Please don't use the MT graphs

By: --- (---.delete@this.redheron.com), November 10, 2021 10:26 am
Room: Moderated Discussions
Andrei F (andrei.delete@this.anandtech.com) on November 10, 2021 2:13 am wrote:
> --- (---.delete@this.redheron.com) on November 9, 2021 9:31 pm wrote:
> > Ganon (anon.delete@this.gmail.com) on November 9, 2021 7:02 pm wrote:
> > > --- (---.delete@this.redheron.com) on November 9, 2021 1:39 pm wrote:
> > > > I have no idea how many people here read my (ongoing, the public version is only
> > > > version 0.7) exegesis of M1 internals. But those who have read the entire thing
> > > > (all 300+ pages!) will remember an on-going bafflement regarding the L1 cache.
> > > >
> > >
> > >
> > > Thoroughly enjoyed the read; looking forward to the next update. Regarding
> > > m1 pro/max; seems some things have changed at least according to
> > >
> > > https://www.anandtech.com/show/17024/apple-m1-max-performance-review/2
> > >
> > > where a single core has >100GB/s all the way from L1 to DRAM; even better
> > > than M1.
> >
> >
> > That graph seems to be measuring something different from the first Anandtech graph, the graph for the M1.
> > The M1 graph was, as far as I can tell, for pure *load*
> > performance (at least that's my case that it matches
> > most closely), and that's at least the most obvious case when you look at the Intel graphs I referenced.
> >
>
> Both the M1 and M1 Max are the same test.
>
> Please don't use my MT graphs for detailed analysis in the L1, it's a multi-threaded
> test and has overhead at small depths and you can't get detailed data there.
>
> https://i.imgur.com/dL7s5vX.png

For *my* analysis, my concern is to see that I match you, as a sanity check that my code is correct, before I start trying to understand the results.
Essentially I see the same thing.
I am using ldp/stp of vectors rather than just ldr/str, which may be necessary to get that last 10% boost in the L1. And of course I don't have any threading overhead which may also help.

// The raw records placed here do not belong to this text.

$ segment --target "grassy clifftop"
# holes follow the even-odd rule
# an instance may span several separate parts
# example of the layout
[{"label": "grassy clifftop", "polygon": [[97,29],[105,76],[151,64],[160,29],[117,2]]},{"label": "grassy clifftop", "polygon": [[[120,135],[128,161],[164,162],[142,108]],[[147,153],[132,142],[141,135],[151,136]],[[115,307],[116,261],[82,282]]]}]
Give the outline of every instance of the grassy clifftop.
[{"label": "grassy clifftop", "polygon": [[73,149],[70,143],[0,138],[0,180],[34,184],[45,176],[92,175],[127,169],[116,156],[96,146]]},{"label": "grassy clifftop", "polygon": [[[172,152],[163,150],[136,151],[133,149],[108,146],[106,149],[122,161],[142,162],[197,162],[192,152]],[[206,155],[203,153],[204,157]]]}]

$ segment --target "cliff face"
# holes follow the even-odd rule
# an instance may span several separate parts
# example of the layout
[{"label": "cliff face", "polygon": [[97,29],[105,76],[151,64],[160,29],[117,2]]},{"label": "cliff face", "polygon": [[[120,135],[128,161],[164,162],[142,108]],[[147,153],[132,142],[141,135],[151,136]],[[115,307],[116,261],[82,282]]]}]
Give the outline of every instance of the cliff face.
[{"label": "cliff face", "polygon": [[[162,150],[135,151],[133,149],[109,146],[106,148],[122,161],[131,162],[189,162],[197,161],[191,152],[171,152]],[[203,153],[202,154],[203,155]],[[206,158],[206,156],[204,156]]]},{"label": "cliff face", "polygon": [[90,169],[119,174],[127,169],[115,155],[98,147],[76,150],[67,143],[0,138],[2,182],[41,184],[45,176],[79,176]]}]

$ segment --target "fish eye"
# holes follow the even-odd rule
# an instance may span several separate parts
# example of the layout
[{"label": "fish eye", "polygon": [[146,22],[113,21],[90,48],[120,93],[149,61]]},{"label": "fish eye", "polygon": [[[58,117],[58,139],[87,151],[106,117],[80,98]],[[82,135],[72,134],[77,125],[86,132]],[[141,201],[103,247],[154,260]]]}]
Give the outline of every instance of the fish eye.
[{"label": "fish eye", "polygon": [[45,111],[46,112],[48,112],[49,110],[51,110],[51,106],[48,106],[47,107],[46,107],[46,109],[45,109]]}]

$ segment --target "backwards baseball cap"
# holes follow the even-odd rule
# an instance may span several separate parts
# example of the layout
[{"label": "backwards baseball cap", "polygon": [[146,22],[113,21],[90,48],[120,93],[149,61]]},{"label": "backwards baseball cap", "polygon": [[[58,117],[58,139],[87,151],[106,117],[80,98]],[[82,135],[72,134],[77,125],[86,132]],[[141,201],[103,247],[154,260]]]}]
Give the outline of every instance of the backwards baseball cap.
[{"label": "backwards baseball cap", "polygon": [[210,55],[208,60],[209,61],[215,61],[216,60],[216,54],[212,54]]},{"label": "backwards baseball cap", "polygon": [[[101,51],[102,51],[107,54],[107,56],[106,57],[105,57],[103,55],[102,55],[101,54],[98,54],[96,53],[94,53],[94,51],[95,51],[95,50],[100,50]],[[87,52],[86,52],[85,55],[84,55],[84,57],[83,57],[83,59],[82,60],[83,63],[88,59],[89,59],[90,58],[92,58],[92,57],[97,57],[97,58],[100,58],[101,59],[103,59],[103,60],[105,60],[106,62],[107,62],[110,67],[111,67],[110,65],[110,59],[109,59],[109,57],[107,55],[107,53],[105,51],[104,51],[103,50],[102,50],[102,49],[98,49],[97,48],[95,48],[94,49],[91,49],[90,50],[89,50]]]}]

I see the same phenomenon that you see for stores, as I pointed out, that the overhead that reduces load bandwidth from L2 to L1 by about 20% is absent, so you can stream stores to L2 at essentially the same rate as L1.
I also see the phenomenon you see where loads and stores within the same line (CFLFlip) do a whole lot better.

One phenomenon I discovered (I don't know if you correct for this, but it may explain the weirder pars of your curves like the store dip for 64 to 1024, or the oscillations in Flip, is that the self-tuning heuristics (slow down either the CPU or the DRAM in the face of less 'demand'), while probably appropriate for most code, get confused by code like this!
I saw some of the sort of thing you are seeing, and fought it by re-ordering the tests, running them multiple times, and choosing the best of the selection. So, for example, I have some load tests that look like yours with the middle dip, but rearrange that test to go before load, and you can get a test that's flat at 100GB/s from 0 out 10+MiB. It obviously depends (don't know how far the history goes back) on what has been happening earlier, and it can also move depending on how many iterations you give each test. Ah, the joys of benchmarking.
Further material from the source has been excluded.